Fri. October 25
Faith is not about Intelligence
Last week an article was published in one of psychology’s premier journals on the link between religiosity and intelligence. Using data from 63 studies, the authors concluded that the average correlation between the strength of religious beliefs and intelligence was -.24. This means that on average, having stronger religious beliefs is weakly related to less intelligence. The authors posited three reasons for this correlational, not causal, relationship: 1. intelligent people conform less, 2. intelligent people are more likely to be analytical thinkers which can challenge beliefs, and 3. many of the benefits of being religious (e.g., self-regulation, self-enchantment) are more easily achieved by intelligent people, thus needing religion less.
Naturally this article has received a slew of reactions, notably from believers who questioned the results scientific merit. From a technical viewpoint, poking holes in the results isn’t that difficult – the correlation is weak, methods of measuring intelligence are constantly debated and critiqued, and the results predominantly come from studies by psychologists who, even among professors, have been shown to be the least likely to believe in God. Sure, 53 of the 63 studies reviewed in this article found religious people to be less intelligent, but how many studies showing the opposite were simply never published?
Regardless of the accuracy of these findings, among educated individuals I have frequently experienced the bias that having religious faith is an indicator of less intelligence. When I speak about religion and happiness in my undergraduate class, the first thing I do is show videos from Richard Dawkins (a prominent atheist) and Sir John Houghton (a prominent believer) who have completely opposing views on the existence of God. Both men attended and taught at Oxford, both men have been lauded with achievements in their respective field (ethology, physics), and after hearing each speak about his position, it is difficult to not respect each point of view.
My point in showing these two clips is to demonstrate that faith is not about intelligence. According to Gallup, 90% of Americans believe in God or a universal spirit. Imagine for a moment we split American’s into two groups: those who believe in God/universal spirit (~282 million people) and those who don’t (~ 31 million people). For both atheists and believers, feeling that your beliefs are about being smarter would effectively be saying you are smarter than every one of those millions of people who believe otherwise. Are you really prepared to make that claim?

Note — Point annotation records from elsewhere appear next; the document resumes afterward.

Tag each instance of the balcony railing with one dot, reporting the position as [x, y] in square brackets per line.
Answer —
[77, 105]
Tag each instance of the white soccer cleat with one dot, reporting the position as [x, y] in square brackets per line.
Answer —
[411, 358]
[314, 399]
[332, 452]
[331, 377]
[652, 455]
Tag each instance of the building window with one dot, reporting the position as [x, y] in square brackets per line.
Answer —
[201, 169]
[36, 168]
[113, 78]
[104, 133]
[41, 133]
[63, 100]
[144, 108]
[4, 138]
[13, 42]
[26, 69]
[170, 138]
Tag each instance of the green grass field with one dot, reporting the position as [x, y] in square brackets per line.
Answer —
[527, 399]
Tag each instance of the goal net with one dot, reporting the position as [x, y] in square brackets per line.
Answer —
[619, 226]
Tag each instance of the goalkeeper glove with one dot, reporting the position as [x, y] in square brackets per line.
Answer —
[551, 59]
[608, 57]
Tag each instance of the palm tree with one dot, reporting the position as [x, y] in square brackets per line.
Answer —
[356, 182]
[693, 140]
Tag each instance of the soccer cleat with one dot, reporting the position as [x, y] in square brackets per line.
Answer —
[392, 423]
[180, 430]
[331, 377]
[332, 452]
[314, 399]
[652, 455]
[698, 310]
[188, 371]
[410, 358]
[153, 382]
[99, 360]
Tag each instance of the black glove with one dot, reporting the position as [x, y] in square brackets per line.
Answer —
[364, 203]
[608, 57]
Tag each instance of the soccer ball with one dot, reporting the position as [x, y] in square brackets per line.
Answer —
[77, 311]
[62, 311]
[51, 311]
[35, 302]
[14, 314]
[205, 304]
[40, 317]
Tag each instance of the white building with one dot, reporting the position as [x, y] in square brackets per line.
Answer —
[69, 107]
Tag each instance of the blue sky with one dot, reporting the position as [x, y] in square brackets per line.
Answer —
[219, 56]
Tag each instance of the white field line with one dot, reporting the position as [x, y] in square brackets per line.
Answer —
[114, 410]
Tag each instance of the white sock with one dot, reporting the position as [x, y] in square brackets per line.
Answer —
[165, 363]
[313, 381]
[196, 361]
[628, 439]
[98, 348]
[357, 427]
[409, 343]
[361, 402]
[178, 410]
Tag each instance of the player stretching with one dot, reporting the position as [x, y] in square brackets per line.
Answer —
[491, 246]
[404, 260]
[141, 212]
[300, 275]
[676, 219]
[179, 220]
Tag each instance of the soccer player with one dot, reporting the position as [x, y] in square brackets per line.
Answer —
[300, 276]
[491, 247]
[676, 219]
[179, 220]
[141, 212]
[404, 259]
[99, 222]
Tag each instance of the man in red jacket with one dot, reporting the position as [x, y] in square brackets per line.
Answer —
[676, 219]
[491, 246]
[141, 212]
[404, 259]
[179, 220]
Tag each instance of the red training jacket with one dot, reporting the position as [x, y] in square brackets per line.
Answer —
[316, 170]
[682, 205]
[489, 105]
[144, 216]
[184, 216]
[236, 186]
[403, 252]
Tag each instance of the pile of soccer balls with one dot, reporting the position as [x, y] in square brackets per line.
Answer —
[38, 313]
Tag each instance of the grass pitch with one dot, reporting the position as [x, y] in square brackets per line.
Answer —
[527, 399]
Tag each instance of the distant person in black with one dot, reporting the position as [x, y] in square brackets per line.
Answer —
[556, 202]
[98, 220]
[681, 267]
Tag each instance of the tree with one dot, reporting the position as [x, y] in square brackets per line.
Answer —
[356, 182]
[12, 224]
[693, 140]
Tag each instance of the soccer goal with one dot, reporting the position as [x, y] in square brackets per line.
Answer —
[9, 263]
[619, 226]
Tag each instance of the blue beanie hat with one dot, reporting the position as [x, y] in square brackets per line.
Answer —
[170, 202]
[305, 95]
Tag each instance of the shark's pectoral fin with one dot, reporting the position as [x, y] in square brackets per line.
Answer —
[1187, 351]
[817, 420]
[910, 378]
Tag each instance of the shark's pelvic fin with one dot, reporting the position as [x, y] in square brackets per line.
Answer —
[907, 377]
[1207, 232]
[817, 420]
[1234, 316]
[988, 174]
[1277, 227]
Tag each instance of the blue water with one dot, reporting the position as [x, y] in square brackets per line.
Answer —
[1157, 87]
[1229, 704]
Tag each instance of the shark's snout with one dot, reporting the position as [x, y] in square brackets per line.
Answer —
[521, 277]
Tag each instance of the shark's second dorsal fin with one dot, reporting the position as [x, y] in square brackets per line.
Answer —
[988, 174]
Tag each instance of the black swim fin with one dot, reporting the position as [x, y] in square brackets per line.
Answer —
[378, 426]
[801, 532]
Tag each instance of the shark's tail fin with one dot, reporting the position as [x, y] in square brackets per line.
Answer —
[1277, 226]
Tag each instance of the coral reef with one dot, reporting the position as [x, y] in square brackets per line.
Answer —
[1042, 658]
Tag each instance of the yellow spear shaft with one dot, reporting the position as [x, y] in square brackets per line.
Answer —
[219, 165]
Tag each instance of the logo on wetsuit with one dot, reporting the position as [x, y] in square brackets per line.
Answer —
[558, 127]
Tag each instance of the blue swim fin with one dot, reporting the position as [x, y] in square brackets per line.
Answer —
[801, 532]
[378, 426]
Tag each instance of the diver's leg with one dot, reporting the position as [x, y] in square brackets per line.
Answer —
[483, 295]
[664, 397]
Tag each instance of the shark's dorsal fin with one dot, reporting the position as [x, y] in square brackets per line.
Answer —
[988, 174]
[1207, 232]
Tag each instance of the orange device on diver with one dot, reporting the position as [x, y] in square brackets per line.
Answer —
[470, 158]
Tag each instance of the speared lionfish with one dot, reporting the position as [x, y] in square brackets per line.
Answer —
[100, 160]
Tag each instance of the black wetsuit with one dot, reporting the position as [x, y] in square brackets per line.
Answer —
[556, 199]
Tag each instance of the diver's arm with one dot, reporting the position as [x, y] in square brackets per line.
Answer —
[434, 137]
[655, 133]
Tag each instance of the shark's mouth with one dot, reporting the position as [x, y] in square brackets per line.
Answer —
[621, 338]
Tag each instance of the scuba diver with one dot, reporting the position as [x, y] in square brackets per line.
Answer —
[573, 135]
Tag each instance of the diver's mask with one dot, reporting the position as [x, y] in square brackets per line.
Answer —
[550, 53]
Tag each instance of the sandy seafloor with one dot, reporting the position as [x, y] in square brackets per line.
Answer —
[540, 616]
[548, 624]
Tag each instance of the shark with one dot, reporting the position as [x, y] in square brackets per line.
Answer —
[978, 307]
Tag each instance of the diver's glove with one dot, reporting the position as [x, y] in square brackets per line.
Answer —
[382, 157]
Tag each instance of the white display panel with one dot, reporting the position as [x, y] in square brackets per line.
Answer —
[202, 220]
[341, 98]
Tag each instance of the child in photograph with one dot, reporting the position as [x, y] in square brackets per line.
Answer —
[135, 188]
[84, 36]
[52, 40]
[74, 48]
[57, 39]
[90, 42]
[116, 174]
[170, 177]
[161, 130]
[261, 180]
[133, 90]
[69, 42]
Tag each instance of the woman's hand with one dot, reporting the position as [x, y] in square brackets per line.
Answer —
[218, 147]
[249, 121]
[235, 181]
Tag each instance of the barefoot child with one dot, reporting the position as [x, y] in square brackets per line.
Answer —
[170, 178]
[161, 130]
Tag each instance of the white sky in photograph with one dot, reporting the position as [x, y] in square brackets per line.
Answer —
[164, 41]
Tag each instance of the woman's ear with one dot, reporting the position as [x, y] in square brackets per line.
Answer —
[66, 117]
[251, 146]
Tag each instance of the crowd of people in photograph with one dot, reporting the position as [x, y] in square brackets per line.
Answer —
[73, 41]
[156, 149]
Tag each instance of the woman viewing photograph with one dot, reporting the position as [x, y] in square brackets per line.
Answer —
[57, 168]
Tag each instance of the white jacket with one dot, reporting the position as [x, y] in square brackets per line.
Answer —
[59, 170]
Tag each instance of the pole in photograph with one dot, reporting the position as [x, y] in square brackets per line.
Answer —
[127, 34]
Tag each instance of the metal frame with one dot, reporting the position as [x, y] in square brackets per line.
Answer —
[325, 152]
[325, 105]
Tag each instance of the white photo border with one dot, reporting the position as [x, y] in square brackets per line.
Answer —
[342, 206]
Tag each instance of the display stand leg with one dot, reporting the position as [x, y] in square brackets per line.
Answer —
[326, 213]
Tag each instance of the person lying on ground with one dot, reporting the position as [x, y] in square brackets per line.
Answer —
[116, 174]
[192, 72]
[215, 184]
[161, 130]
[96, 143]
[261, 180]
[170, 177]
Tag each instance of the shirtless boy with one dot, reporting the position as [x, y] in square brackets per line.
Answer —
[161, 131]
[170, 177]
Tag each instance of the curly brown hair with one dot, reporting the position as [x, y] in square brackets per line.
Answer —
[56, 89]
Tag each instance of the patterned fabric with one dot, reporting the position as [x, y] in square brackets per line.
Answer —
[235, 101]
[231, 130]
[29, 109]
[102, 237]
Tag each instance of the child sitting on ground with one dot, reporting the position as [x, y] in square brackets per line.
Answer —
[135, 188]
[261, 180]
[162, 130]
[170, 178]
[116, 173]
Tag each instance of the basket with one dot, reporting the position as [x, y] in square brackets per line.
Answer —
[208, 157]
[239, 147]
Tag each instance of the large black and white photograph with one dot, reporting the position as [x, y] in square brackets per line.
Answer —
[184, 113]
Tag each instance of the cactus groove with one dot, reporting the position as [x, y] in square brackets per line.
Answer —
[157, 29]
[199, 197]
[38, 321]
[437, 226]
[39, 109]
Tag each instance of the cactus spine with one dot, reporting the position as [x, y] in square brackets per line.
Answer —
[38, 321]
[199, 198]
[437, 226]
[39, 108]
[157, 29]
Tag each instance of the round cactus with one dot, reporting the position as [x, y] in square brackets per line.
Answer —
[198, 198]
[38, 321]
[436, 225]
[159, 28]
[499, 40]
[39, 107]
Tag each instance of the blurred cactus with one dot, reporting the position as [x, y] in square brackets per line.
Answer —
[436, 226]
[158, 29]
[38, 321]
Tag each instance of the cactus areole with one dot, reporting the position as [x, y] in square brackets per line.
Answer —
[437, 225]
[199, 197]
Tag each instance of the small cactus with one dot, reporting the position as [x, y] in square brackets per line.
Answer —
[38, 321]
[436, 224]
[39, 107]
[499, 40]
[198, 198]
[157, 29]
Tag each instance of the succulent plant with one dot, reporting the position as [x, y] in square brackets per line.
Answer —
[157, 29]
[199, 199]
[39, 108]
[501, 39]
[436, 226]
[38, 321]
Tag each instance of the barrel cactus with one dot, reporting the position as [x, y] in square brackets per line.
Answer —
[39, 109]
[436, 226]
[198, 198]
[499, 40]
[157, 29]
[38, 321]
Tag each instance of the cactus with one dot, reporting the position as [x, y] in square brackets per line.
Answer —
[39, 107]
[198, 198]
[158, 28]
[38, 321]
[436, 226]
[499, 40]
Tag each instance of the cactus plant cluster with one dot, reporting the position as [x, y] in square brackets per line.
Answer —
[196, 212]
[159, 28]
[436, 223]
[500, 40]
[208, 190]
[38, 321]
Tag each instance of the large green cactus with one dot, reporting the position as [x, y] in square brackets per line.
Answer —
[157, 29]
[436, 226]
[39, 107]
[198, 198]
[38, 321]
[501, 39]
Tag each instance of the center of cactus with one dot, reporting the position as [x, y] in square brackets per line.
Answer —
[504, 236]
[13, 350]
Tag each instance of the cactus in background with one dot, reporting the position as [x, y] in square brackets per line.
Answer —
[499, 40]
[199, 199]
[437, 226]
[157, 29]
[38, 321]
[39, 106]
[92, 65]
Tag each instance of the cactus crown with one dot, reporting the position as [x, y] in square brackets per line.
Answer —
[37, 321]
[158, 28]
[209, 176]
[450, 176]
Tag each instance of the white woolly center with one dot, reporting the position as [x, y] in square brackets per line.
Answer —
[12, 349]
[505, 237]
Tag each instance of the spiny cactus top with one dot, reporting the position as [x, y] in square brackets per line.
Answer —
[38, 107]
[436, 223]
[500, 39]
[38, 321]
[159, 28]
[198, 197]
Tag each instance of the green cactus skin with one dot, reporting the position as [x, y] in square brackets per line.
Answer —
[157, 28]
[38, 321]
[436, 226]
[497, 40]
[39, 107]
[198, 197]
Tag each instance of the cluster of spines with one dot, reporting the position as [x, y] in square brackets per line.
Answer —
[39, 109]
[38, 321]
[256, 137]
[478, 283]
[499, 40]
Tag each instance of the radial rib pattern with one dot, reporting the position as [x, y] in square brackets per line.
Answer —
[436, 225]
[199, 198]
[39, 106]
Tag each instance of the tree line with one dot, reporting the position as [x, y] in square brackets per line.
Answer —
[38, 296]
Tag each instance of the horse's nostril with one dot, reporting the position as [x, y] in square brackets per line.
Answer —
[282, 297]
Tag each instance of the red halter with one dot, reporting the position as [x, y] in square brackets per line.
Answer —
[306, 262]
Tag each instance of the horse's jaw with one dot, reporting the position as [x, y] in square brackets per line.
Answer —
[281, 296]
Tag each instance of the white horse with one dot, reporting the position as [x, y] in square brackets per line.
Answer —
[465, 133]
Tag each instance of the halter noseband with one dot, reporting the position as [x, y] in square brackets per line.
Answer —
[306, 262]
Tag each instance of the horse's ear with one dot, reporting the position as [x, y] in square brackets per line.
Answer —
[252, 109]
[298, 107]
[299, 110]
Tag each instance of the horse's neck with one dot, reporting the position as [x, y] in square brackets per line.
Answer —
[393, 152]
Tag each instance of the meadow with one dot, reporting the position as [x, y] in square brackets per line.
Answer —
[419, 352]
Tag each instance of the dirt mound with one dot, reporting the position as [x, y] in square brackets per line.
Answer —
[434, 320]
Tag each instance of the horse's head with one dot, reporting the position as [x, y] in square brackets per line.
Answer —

There are plenty of reasons why people of all intelligence levels would chose not to be religious or have religious faith, often having to do with clashes of personal and organizational values. But faith and intelligence are two separate things – not like apples and oranges, more like apples and picture frames. Faith is about believing in something, often God or a higher power, that you cannot prove and can be present in all individuals regardless of intelligence. Just recently the “smartest man in America” by IQ standards noted believing in God. Instead of stereotyping people whose views on faith are different then ours as dumb, maybe once in while we should take time and examine why so many smart people think the opposite of us. Now doing that that would be a sign of intelligence.